Russia’s two largest unsanctioned metal producers have reportedly begun using Tether’s USDT stablecoin for cross-border transactions with Chinese clients and suppliers. Russian commodities giants have turned to stablecoins to settle cross-border transactions with China as the U.S. Treasury Department has indicated it would impose secondary sanctions on lenders facilitating sanctions evasion.
According to top executives at two Russian metal companies, these producers have opted for the USDT stablecoin, sometimes settling their trades through Hong Kong. While the volume of these trades remains unclear, sources close to the companies claim that current alternatives to stablecoins are slower or riskier, potentially leading to frozen overseas bank accounts. As of now, Tether has made no public statements regarding this matter.
Cryptocurrencies are unlikely to allow Russia to evade international sanctions effectively. Chainalysis co-founder Jonathan Levin highlighted the transparency of major blockchain networks, which makes it challenging for sanctioned entities to systematically launder large amounts of cryptocurrency.
“By mapping a single cryptocurrency wallet address to an illicit actor, whether that be a ransomware attacker or sanctions evader, law enforcement can unlock immediate insight into the entire network of services that facilitate the actor.”

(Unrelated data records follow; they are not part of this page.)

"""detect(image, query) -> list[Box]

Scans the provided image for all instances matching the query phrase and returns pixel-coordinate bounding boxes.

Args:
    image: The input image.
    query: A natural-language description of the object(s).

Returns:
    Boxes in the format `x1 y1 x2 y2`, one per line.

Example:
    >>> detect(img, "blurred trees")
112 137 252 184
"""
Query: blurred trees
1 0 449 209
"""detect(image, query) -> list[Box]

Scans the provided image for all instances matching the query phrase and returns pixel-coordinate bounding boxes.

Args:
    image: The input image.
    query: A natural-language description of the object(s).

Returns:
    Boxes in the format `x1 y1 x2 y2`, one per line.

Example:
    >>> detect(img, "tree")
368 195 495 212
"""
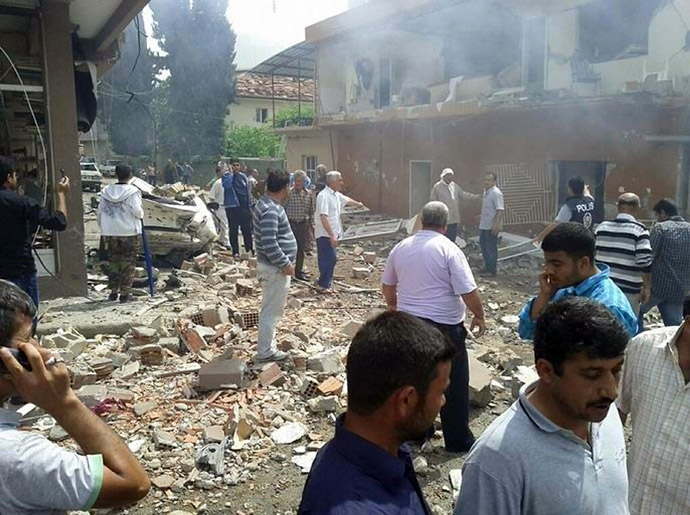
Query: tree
272 104 315 128
150 0 236 159
99 20 157 157
226 126 283 158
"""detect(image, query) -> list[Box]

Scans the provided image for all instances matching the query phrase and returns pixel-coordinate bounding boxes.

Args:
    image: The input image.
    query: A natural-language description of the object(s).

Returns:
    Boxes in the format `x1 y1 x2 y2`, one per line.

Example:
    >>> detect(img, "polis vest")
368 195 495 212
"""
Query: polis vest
565 196 595 229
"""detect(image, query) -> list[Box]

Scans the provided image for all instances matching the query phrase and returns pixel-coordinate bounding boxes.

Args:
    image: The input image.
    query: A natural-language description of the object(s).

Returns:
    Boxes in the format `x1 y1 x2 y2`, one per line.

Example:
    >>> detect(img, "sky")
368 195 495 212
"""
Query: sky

Nevertheless, sanctioned regions continue to explore ways to circumvent Western restrictions. In mid-April, Venezuela’s state-run oil company PDVSA increased its use of USDT in crude and fuel exports amid tightening U.S. sanctions. Venezuelan oil minister Pedro Tellechea noted that the country uses “different currencies, according to what is stated in contracts,” with some contracts preferring cryptocurrency as a payment method. Following Tellechea’s statement, Tether reiterated its commitment to adhere to the OFAC SDN list and announced plans to ensure sanctioned addresses are promptly frozen.